/open-bible-scripts

scipts for working with open.bible data

Primary LanguageShellApache License 2.0Apache-2.0

Align Open.Bible data

Language Passing Failing Unknown Notes Aligned Sample
Yoruba 💚 Psalm 119
Ewe 💚 Psalm 119
Lingala 💚 Psalm 119
Chichewa ❤️‍🩹 Passing with bad alignments Psalm 119
Hausa 💔
Luo 💔
Luganda 💔
Kikuyu 💔
Asante Twi 💔
Akuapem Twi 💔
Arabic
Kurdi Sorani
Polish
Vietnamese

Clone this repo

$ git clone https://github.com/coqui-ai/open-bible-scripts.git

Alignment Approach 1: Use the Montreal Forced Aligner

The first alignment approach is to use MFA to align and train a new acoustic model from stratch.

Dependencies

You need to install a couple things on your own:

gnu-parallel covo

Start with the run script for pre-processing

Use the language name as defined in open-bible-scripts/data/*.txt. Use the language code as expected by covo.

E.g., for Yoruba use yoruba and yo, for Ewe use ewe and ee, for Luganda luganda and lg, and so on.

$ cd open-bible-scripts
open-bible-scripts$ ./run-pre-alignment.sh yoruba yo

Generate alignments with mfa train

$ docker run -it --mount "type=bind,src=/home/ubuntu/open-bible-scripts,dst=/mnt" mmcauliffe/montreal-forced-aligner
(base) root@d8095c794d5f:/# conda activate aligner
(aligner) root@d8095c794d5f:/# mfa train --clean --num_jobs `nproc` --temp_directory /mnt/yoruba/data/mfa-tmp-dir --config_path /mnt/MFA_CONFIG /mnt/yoruba/data /mnt/yoruba/dict.txt /mnt/yoruba/data/mfa-output &> /mnt/yoruba/data/LOG &

# At this point, alignment will take a while,
# so you might want to detach from the docker container 
# with `Ctrl-P followed by Ctrl-Q`

Finish with the run script for post-processing

Use the language name as defined in open-bible-scripts/data/*.txt.

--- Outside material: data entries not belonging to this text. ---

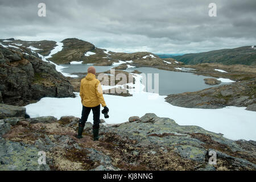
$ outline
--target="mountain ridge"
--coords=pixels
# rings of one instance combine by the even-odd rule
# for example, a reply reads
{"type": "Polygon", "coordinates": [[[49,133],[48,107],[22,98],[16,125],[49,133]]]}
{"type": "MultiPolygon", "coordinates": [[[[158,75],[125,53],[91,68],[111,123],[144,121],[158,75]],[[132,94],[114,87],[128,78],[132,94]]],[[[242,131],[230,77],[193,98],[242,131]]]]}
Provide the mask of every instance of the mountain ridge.
{"type": "Polygon", "coordinates": [[[256,49],[252,46],[232,49],[213,50],[200,53],[188,53],[173,57],[186,64],[221,63],[226,65],[256,65],[256,49]]]}

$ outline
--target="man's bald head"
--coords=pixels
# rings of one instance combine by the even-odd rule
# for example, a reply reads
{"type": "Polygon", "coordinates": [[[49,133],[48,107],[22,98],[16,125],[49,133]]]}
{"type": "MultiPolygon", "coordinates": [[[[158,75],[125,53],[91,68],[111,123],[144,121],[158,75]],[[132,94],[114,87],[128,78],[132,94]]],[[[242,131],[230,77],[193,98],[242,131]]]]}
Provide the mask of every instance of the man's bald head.
{"type": "Polygon", "coordinates": [[[93,67],[90,67],[87,69],[87,72],[88,73],[92,73],[92,74],[96,74],[96,70],[95,69],[95,68],[93,67]]]}

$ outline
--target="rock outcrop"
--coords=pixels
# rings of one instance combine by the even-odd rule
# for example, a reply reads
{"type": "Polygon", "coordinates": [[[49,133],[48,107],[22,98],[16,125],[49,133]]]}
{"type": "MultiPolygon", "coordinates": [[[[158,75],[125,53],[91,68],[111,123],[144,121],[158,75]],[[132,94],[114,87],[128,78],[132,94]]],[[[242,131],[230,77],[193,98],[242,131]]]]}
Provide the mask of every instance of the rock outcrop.
{"type": "Polygon", "coordinates": [[[204,78],[204,80],[205,84],[209,85],[218,85],[221,82],[220,80],[215,78],[204,78]]]}
{"type": "Polygon", "coordinates": [[[218,109],[227,106],[248,107],[256,111],[256,80],[236,82],[194,92],[185,92],[168,96],[167,102],[180,107],[189,108],[218,109]]]}
{"type": "Polygon", "coordinates": [[[0,119],[13,117],[24,117],[26,108],[0,104],[0,119]]]}
{"type": "Polygon", "coordinates": [[[131,117],[131,122],[101,123],[98,142],[92,140],[90,122],[77,139],[79,118],[46,122],[46,118],[34,118],[34,123],[20,118],[9,126],[0,138],[0,169],[256,169],[256,142],[235,142],[152,113],[131,117]],[[46,152],[46,165],[38,163],[39,151],[46,152]],[[211,151],[217,154],[216,164],[208,163],[211,151]]]}
{"type": "Polygon", "coordinates": [[[15,47],[0,45],[0,103],[23,106],[44,97],[74,96],[72,86],[54,65],[15,47]]]}

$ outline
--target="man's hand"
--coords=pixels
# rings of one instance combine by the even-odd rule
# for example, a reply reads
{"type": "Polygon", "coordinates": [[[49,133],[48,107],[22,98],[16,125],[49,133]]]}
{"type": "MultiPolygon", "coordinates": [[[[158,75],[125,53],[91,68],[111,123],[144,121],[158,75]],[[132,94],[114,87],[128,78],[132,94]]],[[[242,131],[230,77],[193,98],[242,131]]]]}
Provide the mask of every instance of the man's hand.
{"type": "Polygon", "coordinates": [[[107,106],[105,106],[104,109],[102,110],[102,113],[108,113],[109,111],[109,108],[107,106]]]}

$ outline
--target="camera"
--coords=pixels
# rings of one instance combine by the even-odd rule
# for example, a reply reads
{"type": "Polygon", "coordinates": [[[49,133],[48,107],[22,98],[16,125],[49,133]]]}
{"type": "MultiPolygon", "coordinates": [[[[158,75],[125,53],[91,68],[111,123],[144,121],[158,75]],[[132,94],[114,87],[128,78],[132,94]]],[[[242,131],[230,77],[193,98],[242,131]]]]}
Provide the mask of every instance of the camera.
{"type": "Polygon", "coordinates": [[[109,118],[109,115],[108,114],[108,112],[105,111],[104,112],[104,110],[102,110],[101,111],[101,113],[102,113],[103,114],[104,114],[104,118],[109,118]]]}

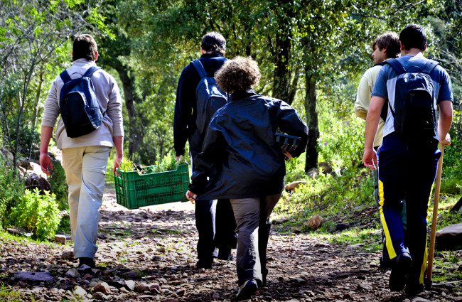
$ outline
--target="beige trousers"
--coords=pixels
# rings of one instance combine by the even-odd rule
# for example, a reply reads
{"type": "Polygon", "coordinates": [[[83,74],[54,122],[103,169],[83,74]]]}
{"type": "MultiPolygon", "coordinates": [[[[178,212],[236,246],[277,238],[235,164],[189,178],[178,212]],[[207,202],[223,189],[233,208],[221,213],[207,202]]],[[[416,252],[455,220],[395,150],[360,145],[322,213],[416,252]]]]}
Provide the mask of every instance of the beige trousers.
{"type": "Polygon", "coordinates": [[[94,258],[98,249],[100,207],[110,147],[90,146],[63,149],[63,168],[69,187],[70,230],[74,257],[94,258]]]}

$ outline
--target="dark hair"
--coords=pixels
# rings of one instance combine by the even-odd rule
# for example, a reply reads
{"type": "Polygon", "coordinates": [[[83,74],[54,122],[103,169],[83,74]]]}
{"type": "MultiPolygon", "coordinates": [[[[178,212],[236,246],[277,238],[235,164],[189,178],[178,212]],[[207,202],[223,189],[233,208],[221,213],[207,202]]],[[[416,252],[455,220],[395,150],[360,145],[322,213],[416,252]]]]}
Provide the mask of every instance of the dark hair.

E.g., for Yoruba use yoruba, for Ewe use ewe, for Luganda luganda, and so on.

$ cd open-bible-scripts
open-bible-scripts$ ./run-post-alignment.sh yoruba yo

Alignment Approach 2: Use timing files from Biblica

Split using timming file

Install sox on your OS. See linux installation below

sudo apt-get install sox
sudo apt-get install libsox-fmt-mp3
sox --version

Run the following command from the root

python split_verse.py -wav_folder data/lnOMNB20_MAT_wav/ -timing_folder data/lnOMNB20_timingfiles/timingfiles/MAT/ -book_sfm  data/lnOMNB20_USFM/41MATlnOMNB20.SFM -output /data/MAT/